Is there a possibility of running GES on shared storage (standard Windows Fail-over cluster) instead of the paxos cluster? Maybe by running it embedded into a Windows service? (Custom services can be configured to run as highly available in Windows clustering – I’d just be concerned about how to transition GES over in case of failure).
We have pre-existing shared storage investment and Windows clustering knowledge, a small deployment (current legacy app is just a 2-node app cluster), and a small IT department. We’d rather not add another dimension of cluster admin, but retain our availability.
You won’t retain availability anyway since Windows failover clustering takes millennia to actually work - you would have significant downtime during a failover while the new active node verifies the database checksums and checkpoints, rebuilds the mem-table
index etc.
There’s no support for this in Event Store right now and we never anticipate adding it unless a commercial customer wants to pay for the necessary work - we don’t especially like adding Windows specific stuff as none of us use Windows for the most part.
Ages as in what? seconds? minutes? The current cluster takes something like 30 seconds to fail-over (including SQL server). The way I look at Windows clustering is that it’s basically a manual-failover that’s reasonably automated for me. It’s certainly not perfect, but it does the fail-over for me and it’s much better instrumented than something custom using scripts.
Your latter sentence kindof informs the experience I’ve had so far with trying to get EventStore setup in Windows for development purposes. It’s not as though I can just wrap it in a run script like in linux.
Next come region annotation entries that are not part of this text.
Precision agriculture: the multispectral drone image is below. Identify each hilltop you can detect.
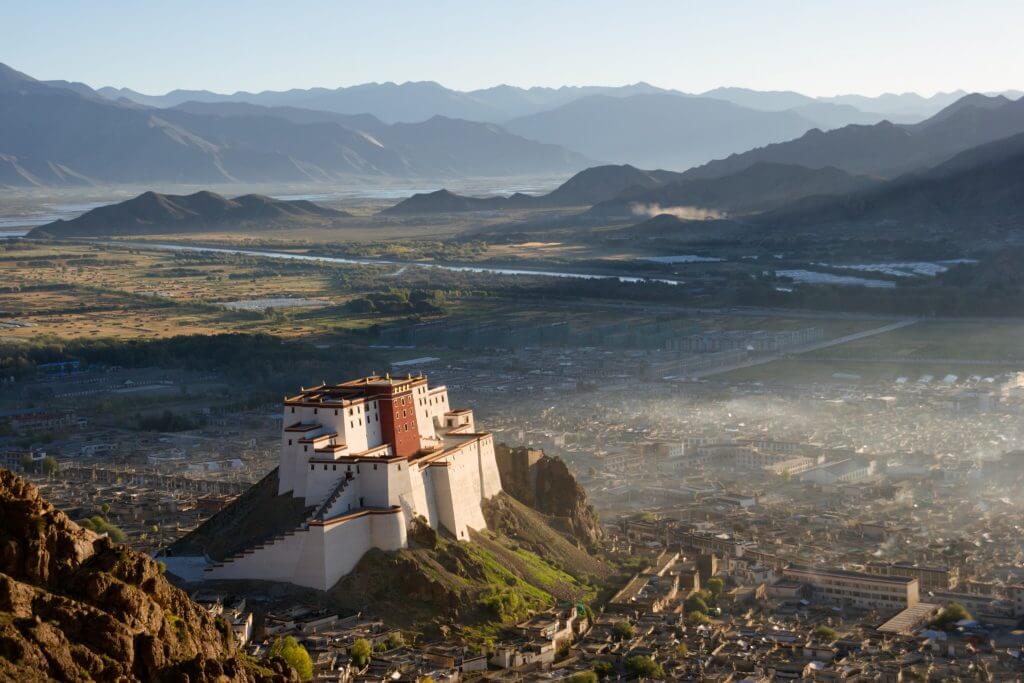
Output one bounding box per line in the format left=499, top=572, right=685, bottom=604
left=168, top=446, right=613, bottom=628
left=30, top=191, right=348, bottom=238
left=0, top=469, right=298, bottom=682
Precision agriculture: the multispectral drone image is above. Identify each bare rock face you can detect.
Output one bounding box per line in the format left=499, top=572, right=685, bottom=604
left=495, top=443, right=601, bottom=547
left=0, top=469, right=298, bottom=682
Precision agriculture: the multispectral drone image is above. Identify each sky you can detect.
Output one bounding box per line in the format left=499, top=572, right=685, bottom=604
left=8, top=0, right=1024, bottom=95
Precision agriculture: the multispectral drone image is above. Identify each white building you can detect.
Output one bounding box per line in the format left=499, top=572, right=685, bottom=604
left=206, top=375, right=502, bottom=590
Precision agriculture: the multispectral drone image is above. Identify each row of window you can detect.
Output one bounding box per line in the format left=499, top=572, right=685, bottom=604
left=309, top=463, right=401, bottom=474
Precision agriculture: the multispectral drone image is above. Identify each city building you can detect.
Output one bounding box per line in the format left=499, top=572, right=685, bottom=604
left=782, top=564, right=921, bottom=609
left=206, top=376, right=501, bottom=590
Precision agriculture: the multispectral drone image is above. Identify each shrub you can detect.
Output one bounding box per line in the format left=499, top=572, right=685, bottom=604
left=626, top=654, right=665, bottom=678
left=684, top=593, right=708, bottom=614
left=813, top=625, right=839, bottom=643
left=932, top=602, right=971, bottom=629
left=270, top=636, right=313, bottom=681
left=611, top=622, right=637, bottom=640
left=348, top=638, right=373, bottom=669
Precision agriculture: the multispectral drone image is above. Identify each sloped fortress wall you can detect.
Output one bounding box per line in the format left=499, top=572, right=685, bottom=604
left=207, top=377, right=502, bottom=590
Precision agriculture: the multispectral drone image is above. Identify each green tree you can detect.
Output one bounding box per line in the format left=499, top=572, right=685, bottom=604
left=932, top=602, right=972, bottom=629
left=348, top=638, right=374, bottom=669
left=813, top=624, right=839, bottom=643
left=80, top=515, right=126, bottom=543
left=686, top=612, right=711, bottom=626
left=626, top=654, right=665, bottom=678
left=270, top=636, right=313, bottom=681
left=611, top=622, right=637, bottom=640
left=683, top=593, right=708, bottom=614
left=42, top=456, right=60, bottom=477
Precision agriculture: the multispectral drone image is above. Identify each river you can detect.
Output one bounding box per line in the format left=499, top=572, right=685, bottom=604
left=117, top=242, right=683, bottom=285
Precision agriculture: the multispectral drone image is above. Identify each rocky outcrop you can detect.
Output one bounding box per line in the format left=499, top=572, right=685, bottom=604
left=495, top=443, right=601, bottom=547
left=0, top=469, right=298, bottom=682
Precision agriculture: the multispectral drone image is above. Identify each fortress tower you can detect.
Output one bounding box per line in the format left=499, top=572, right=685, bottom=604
left=201, top=375, right=501, bottom=590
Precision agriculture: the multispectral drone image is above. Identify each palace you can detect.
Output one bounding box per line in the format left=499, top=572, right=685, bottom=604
left=206, top=375, right=502, bottom=590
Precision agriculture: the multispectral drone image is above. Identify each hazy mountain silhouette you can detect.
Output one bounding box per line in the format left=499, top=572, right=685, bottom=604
left=0, top=67, right=588, bottom=185
left=586, top=162, right=879, bottom=218
left=96, top=81, right=669, bottom=123
left=758, top=133, right=1024, bottom=232
left=381, top=165, right=679, bottom=214
left=686, top=95, right=1024, bottom=178
left=30, top=191, right=348, bottom=238
left=506, top=94, right=814, bottom=170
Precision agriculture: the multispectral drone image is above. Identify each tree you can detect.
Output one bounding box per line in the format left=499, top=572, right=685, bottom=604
left=348, top=638, right=373, bottom=669
left=611, top=622, right=637, bottom=640
left=42, top=456, right=60, bottom=477
left=686, top=612, right=711, bottom=626
left=683, top=593, right=708, bottom=614
left=269, top=636, right=313, bottom=681
left=813, top=624, right=839, bottom=643
left=932, top=602, right=972, bottom=629
left=626, top=654, right=665, bottom=678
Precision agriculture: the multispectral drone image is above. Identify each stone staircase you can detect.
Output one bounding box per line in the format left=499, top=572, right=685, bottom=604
left=312, top=472, right=352, bottom=521
left=203, top=472, right=352, bottom=571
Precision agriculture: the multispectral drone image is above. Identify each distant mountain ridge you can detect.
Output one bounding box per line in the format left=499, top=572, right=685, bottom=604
left=506, top=94, right=814, bottom=170
left=585, top=162, right=878, bottom=218
left=0, top=62, right=590, bottom=187
left=29, top=191, right=348, bottom=238
left=686, top=94, right=1024, bottom=178
left=381, top=164, right=679, bottom=214
left=88, top=76, right=1024, bottom=126
left=756, top=133, right=1024, bottom=237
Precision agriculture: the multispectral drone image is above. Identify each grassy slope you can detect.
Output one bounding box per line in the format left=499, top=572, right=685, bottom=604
left=330, top=494, right=610, bottom=637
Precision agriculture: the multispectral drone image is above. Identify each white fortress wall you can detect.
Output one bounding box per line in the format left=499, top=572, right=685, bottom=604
left=305, top=463, right=345, bottom=506
left=477, top=434, right=502, bottom=500
left=207, top=527, right=327, bottom=590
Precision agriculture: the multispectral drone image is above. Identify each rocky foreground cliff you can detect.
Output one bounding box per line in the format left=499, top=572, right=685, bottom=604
left=0, top=469, right=298, bottom=682
left=495, top=443, right=601, bottom=548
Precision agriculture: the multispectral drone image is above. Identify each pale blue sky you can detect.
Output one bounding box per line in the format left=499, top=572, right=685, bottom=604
left=8, top=0, right=1024, bottom=95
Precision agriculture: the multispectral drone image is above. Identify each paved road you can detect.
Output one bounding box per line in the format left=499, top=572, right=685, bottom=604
left=690, top=317, right=918, bottom=379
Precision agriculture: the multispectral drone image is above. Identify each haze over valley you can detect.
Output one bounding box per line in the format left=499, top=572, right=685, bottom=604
left=6, top=0, right=1024, bottom=683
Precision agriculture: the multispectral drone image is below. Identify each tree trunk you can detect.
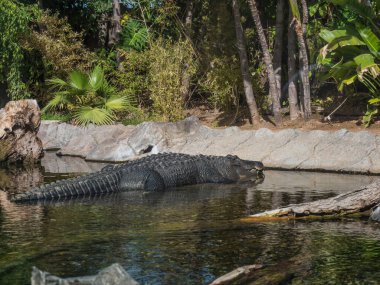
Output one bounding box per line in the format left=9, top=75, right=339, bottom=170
left=181, top=0, right=194, bottom=104
left=247, top=182, right=380, bottom=221
left=294, top=0, right=311, bottom=119
left=273, top=0, right=285, bottom=98
left=232, top=0, right=260, bottom=125
left=248, top=0, right=282, bottom=125
left=288, top=9, right=300, bottom=120
left=185, top=0, right=194, bottom=34
left=98, top=13, right=110, bottom=48
left=108, top=0, right=121, bottom=47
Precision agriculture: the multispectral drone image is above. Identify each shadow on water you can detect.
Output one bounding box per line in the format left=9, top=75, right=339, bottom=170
left=0, top=154, right=380, bottom=285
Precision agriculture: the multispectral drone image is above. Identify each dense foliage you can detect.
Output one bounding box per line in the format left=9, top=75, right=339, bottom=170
left=0, top=0, right=380, bottom=124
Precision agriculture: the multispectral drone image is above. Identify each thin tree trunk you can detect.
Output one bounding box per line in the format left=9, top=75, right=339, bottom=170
left=247, top=182, right=380, bottom=220
left=273, top=0, right=285, bottom=98
left=294, top=0, right=311, bottom=119
left=181, top=0, right=194, bottom=104
left=98, top=13, right=109, bottom=47
left=108, top=0, right=121, bottom=47
left=185, top=0, right=194, bottom=34
left=232, top=0, right=260, bottom=125
left=248, top=0, right=282, bottom=125
left=288, top=9, right=300, bottom=120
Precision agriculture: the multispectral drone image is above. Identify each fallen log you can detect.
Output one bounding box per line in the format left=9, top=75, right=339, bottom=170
left=242, top=182, right=380, bottom=221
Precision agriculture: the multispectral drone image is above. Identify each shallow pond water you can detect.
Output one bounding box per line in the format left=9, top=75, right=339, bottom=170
left=0, top=154, right=380, bottom=285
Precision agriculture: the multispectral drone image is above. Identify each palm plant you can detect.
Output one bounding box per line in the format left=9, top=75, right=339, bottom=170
left=43, top=66, right=137, bottom=126
left=318, top=0, right=380, bottom=90
left=317, top=0, right=380, bottom=126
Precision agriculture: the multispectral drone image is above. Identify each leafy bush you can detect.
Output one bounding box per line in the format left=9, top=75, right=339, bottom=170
left=318, top=0, right=380, bottom=126
left=200, top=56, right=241, bottom=110
left=43, top=66, right=137, bottom=126
left=109, top=49, right=152, bottom=107
left=120, top=19, right=149, bottom=51
left=149, top=39, right=197, bottom=121
left=23, top=12, right=95, bottom=77
left=0, top=0, right=30, bottom=100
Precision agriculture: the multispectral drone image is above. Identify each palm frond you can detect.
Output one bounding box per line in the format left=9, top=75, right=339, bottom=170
left=104, top=96, right=131, bottom=111
left=46, top=77, right=69, bottom=90
left=42, top=91, right=70, bottom=112
left=88, top=65, right=104, bottom=91
left=73, top=106, right=114, bottom=126
left=69, top=71, right=89, bottom=91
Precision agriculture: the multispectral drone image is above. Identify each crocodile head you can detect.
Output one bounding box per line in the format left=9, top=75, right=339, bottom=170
left=228, top=155, right=264, bottom=179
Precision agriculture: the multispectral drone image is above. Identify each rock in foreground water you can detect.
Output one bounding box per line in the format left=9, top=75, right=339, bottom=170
left=0, top=100, right=43, bottom=164
left=31, top=263, right=138, bottom=285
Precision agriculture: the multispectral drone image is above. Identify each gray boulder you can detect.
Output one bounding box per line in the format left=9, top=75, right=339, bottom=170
left=31, top=263, right=138, bottom=285
left=0, top=100, right=43, bottom=164
left=370, top=204, right=380, bottom=222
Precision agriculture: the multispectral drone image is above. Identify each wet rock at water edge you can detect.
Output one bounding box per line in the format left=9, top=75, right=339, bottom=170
left=0, top=100, right=43, bottom=164
left=31, top=263, right=139, bottom=285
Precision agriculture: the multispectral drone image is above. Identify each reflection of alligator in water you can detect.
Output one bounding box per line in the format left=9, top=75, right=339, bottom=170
left=12, top=153, right=263, bottom=202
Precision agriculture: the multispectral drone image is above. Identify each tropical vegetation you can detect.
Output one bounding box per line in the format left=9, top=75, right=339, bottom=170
left=0, top=0, right=380, bottom=126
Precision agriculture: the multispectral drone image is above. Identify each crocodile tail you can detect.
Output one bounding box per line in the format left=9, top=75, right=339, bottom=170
left=11, top=172, right=120, bottom=202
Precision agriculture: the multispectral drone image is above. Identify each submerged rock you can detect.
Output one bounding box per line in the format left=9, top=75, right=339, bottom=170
left=31, top=263, right=138, bottom=285
left=370, top=204, right=380, bottom=222
left=0, top=100, right=43, bottom=164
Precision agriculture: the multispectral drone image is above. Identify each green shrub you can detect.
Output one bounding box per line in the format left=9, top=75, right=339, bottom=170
left=0, top=0, right=30, bottom=100
left=149, top=39, right=197, bottom=121
left=200, top=56, right=241, bottom=110
left=23, top=12, right=95, bottom=77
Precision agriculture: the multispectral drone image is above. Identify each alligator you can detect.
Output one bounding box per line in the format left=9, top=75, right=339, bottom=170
left=11, top=153, right=264, bottom=202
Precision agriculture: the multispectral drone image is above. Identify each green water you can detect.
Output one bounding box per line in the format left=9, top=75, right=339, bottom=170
left=0, top=163, right=380, bottom=285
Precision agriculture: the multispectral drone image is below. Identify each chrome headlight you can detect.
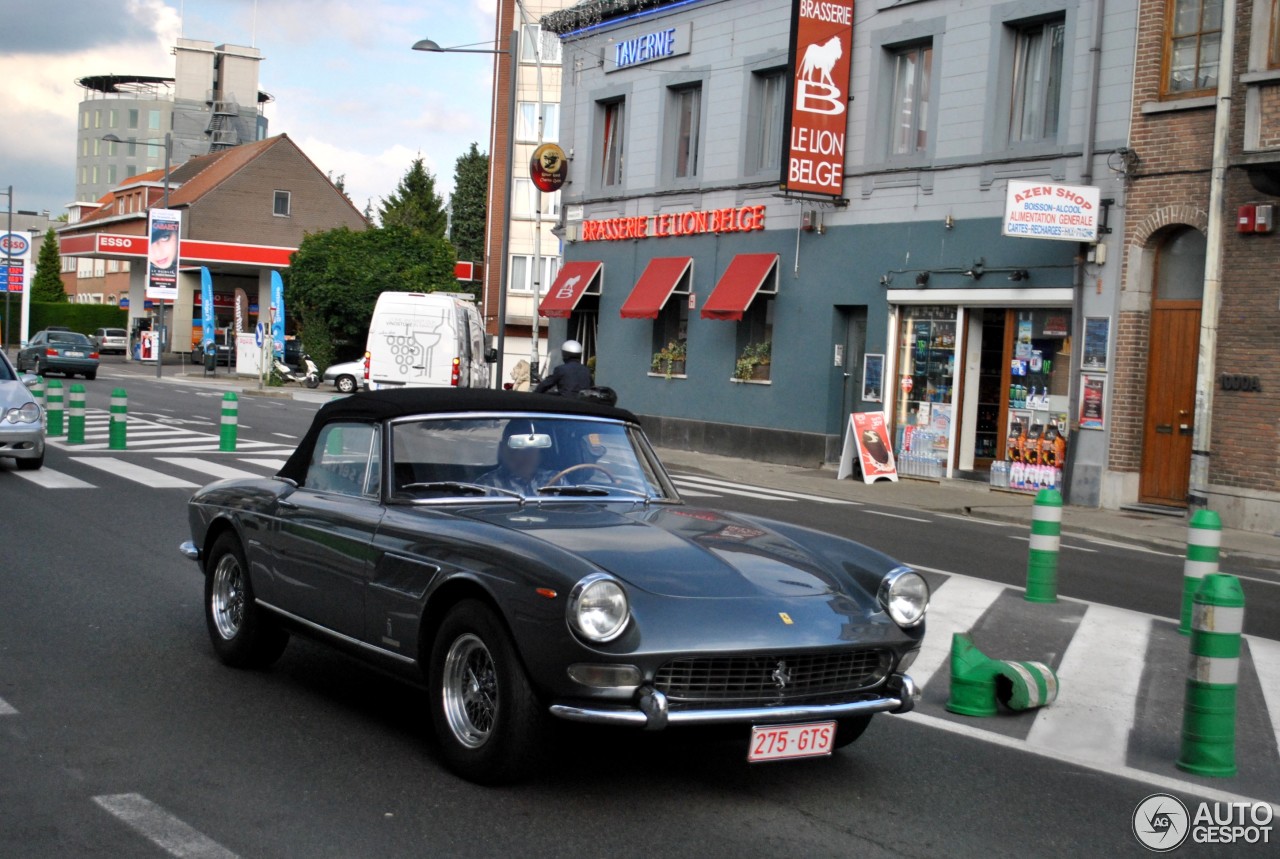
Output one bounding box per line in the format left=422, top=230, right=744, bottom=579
left=877, top=567, right=929, bottom=627
left=568, top=572, right=631, bottom=643
left=4, top=403, right=40, bottom=424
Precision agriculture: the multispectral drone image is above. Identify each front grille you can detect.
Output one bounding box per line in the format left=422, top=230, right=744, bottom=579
left=654, top=648, right=893, bottom=709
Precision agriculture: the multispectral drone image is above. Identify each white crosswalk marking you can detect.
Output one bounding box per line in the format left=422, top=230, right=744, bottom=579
left=72, top=456, right=200, bottom=489
left=159, top=456, right=262, bottom=480
left=908, top=565, right=1005, bottom=689
left=14, top=466, right=95, bottom=489
left=1027, top=604, right=1151, bottom=763
left=93, top=794, right=237, bottom=859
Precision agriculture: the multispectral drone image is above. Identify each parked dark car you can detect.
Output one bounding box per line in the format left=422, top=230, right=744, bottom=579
left=182, top=388, right=929, bottom=783
left=14, top=328, right=97, bottom=379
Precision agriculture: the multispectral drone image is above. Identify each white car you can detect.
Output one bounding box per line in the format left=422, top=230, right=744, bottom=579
left=324, top=361, right=365, bottom=394
left=0, top=352, right=45, bottom=471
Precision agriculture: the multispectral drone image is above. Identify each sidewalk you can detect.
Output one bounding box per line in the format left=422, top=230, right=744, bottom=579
left=658, top=448, right=1280, bottom=565
left=135, top=364, right=1280, bottom=566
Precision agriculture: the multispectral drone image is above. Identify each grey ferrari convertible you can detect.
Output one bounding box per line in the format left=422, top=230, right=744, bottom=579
left=182, top=389, right=929, bottom=783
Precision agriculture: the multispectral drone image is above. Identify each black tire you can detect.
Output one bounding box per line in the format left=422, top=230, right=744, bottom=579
left=205, top=533, right=289, bottom=668
left=14, top=451, right=45, bottom=471
left=428, top=599, right=547, bottom=785
left=832, top=716, right=872, bottom=749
Kindof ironic that you don’t like adding Windows-specific stuff since it’s written in .NET. Seems a bit like a man without a country, considering that Mono runs a subset of .NET. (Maybe that will change with Rosalyn.) Anyway, something for me to think about.
I believe James was alluding to the manual part and how long the manual part goes until it fails over…
“It’s not as though I can just wrap it in a run script like in linux.”
Overall I’m really confused since wrapping Es in a service to do this is totally trivial? Aside from understanding all their Apis it should be relatively simple to support something like this.
We aren’t adding this particular windows specific stuff because:
no one has ever asked for it aside from you
it’s worse than what we already support
it exposes us supportwise to a huge API from ms
no one is paying for it and we have paid work to do
I agree, it’s feature-wise worse than the 3-node paxos, but I asked because it’s where our investment and knowledge already sits. No is fine and understandable. My time is bounded just like yours, and I don’t think writing this code (and the research required) fits into our budget either. I was picking on James a little with the “we don’t use Windows” comment.
Despite being written in .NET, Event Store (along with anything else primarily doing non-direct file IO) runs substantially better under Mono in Linux than .NET in Windows on equivalent hardware, mostly due to the abysmal file cache handling in Windows. If
you aren’t using HFS on MacOS the same applies there too. There’s a reason SQL Server implements their own filesystem etc, and I strongly doubt it’s anything do with performance… I’d expect to see even further improvements when the Microsoft GC (which is
admittedly better than the Mono one) is integrated following the OSS .NET announcements.
Getting it running in Windows is straightforward though, especially for development - download the zip file, unzip and run EventStore.ClusterNode.exe --mem-db - or am I missing something different you’re trying to do here (perhaps building from source, which
again can be difficult on Windows because of the general derp surrounding Visual C++)?
If you want it to run as a Windows service you can either wrap it using something like nssm, svcany or the like (I believe someone even wrote a wrapper using TopShelf and open sourced it), or buy the commercial tooling which does that natively and is supported.
I finally got around to installing GES as a Windows service. I had previously tried it while wrongfully assuming that it had service hooks and trying to install with installutil (first google results). Anyway, it was easy with NSSM. I made a post about it in case I forget.
We have our existing shared storage that will still be used for other purposes, but after doing some reconfiguration, we will be able to eliminate it from the application servers. We’re going to give Windows NLB with priority a shot for failover amongst the command services on the nodes. At least until we can figure out how to hook into event store’s current elected node or request forwarding or whatever. For now we just want to make sure only 1 service receives all commands (until/if we need to partition) and fails over.
The shared storage case really wants some consideration - on Tuesday when Azure storage just disappeared many people ended up with clusters of identically corrupt databases since it appeared that page blobs were truncated to page boundaries after write acknowledgement.
Also the resilience of using NSSM (I’ve seen this before) is less than ideal especially under error conditions.
Yeesh, that hurts. I hope everybody had their backups going.
Yeah. when I started NSSM on the build machine, ES was crashing and NSSM was restarting it over and over. I only knew because my tests failed and I checked the logs (which was rapidly growing). It was because I copied the ES directory (including the db) to the build server without thinking that it was still running (chaser file error). I haven’t investigated the options on NSSM’s error handling, but I might night need to just let the EXE’s errors in fact stop the service.